Zimbabwe adopted a new Constitution in 2013, putting an end to the post-war Lancaster House Constitution that had been used as the country’s supreme law since 1980. However, since 2013, very little progress has been made in aligning the country’s laws to the new constitution.
The fact that the current constitution and the notion of ‘constitutionalism’ are at odds with each other was put under the spotlight at a recent ‘AMH Conversations’ event titled:“ The State of Constitutionalism in Zimbabwe,” held in Harare, Zimbabwe’s capital. The lack of alignment of the legal regime with the new constitution is putting paid decade-long lobby and advocacy efforts by civil society for a progressive and democratic constitution.

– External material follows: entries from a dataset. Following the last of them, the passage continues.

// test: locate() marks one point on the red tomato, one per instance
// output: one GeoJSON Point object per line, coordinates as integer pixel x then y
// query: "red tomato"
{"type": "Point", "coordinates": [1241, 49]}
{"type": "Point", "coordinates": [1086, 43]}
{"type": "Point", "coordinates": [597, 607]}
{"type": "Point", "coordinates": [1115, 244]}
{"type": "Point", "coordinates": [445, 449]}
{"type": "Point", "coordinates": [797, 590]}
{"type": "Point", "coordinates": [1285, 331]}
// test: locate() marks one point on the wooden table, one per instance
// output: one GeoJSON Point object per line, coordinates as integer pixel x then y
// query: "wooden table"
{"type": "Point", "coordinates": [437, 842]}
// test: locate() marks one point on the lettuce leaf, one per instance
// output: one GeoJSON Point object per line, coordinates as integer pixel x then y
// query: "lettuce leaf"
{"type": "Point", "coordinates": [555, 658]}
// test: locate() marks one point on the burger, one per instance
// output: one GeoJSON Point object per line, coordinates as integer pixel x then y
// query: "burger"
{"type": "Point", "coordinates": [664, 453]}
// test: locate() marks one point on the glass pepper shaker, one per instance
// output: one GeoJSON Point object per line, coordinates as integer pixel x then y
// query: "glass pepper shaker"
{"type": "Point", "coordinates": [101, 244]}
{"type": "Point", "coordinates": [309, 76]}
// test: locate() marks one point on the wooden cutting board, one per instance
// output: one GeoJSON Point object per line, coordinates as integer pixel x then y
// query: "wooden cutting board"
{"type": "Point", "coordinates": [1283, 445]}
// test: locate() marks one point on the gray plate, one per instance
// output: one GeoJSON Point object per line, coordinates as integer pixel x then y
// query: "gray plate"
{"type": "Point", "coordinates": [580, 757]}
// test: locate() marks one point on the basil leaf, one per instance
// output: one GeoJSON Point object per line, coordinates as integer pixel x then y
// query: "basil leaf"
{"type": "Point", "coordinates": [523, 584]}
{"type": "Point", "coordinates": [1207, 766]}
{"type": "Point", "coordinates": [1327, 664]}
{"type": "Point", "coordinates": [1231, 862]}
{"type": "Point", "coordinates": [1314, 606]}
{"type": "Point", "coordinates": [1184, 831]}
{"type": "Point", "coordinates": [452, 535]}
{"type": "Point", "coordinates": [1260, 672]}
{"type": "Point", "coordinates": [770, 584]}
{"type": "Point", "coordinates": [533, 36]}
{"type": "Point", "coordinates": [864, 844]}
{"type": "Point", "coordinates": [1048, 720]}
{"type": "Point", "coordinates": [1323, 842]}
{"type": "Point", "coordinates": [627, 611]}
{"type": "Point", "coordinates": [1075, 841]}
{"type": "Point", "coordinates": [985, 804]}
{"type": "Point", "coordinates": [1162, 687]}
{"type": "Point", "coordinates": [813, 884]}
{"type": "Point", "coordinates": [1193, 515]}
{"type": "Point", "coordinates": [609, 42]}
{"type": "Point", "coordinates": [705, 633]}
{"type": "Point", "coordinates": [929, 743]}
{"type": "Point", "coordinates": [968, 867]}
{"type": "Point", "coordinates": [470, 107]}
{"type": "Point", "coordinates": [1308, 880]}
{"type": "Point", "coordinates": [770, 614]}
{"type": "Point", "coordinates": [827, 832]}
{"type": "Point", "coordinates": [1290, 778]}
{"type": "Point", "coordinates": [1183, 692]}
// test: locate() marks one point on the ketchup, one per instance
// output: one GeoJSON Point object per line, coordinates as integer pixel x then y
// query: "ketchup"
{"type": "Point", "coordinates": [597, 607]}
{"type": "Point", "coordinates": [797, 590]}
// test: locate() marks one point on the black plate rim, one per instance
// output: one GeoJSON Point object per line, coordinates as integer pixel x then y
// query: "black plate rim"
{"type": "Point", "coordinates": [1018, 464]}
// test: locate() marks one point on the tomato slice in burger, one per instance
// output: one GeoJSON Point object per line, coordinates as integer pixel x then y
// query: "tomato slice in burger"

Former legislator and one of the key drafters of the new constitution, Munyaradzi Paul Mangwana, challenged Zimbabweans to demand the full implementation of the new Constitution’s provisions, saying the State would not serve up those rights on a silver platter.
“If we did like the Kenyans, who put up a special committee to ensure the implementation of the new Constitution, we would have been in a better position,” he said. “Politicians won’t make an effort to reduce their own powers unless pressure is put on them by civil society.”
Mangwana added that State had an obligation to raise levels of awareness of the new constitution among the citizenry.
“The Constitution obligates the State to teach its civil service, police, and students about the new obligations as well as its provisions. So if that is not being done, there is a problem. People ought to challenge the Executive like what my learned colleague Biti and others are doing in the courts,” he said.
Mangwana also said that no measure had been put in place to effectively put in place the new constitution despite the fact that its provisions are among some of the best in the world.
“We rushed the constitution without proper transition mechanisms in place because elections were pending during that time, and because of that, we are now being faced by the mammoth task of aligning our laws with it, and this is now affecting its implementation. This is why we currently have constitutionalism debates that could not have been the case had we put proper transition mechanisms in place,” said Mangwana.
Another panellist, former finance minister Tendai Biti, accused the incumbent ZANU PF led government of dilly-dallying about implementing the new constitution.
“It’s not surprising that you hear Zanu PF saying that they want to change the Constitution because they are refusing to accept the new order.”
Political commentator, Pedzisayi Ruhanya, said that it was vital to understand the political dynamics in Zimbabwe.
What is the nature of the State that is governing us? We need to understand the political economy of our country,” Ruhanya said.
Prominent lawyer and legislator Jessie Majome said that only 20 percent of the new constitution has been implemented so far.
Since 2014 Hivos Southern Africa Hub has been providing support to Alpha Media Holdings, a leading newspaper publisher in Zimbabwe, to conduct dialogues on critical issues facing Zimbabwe.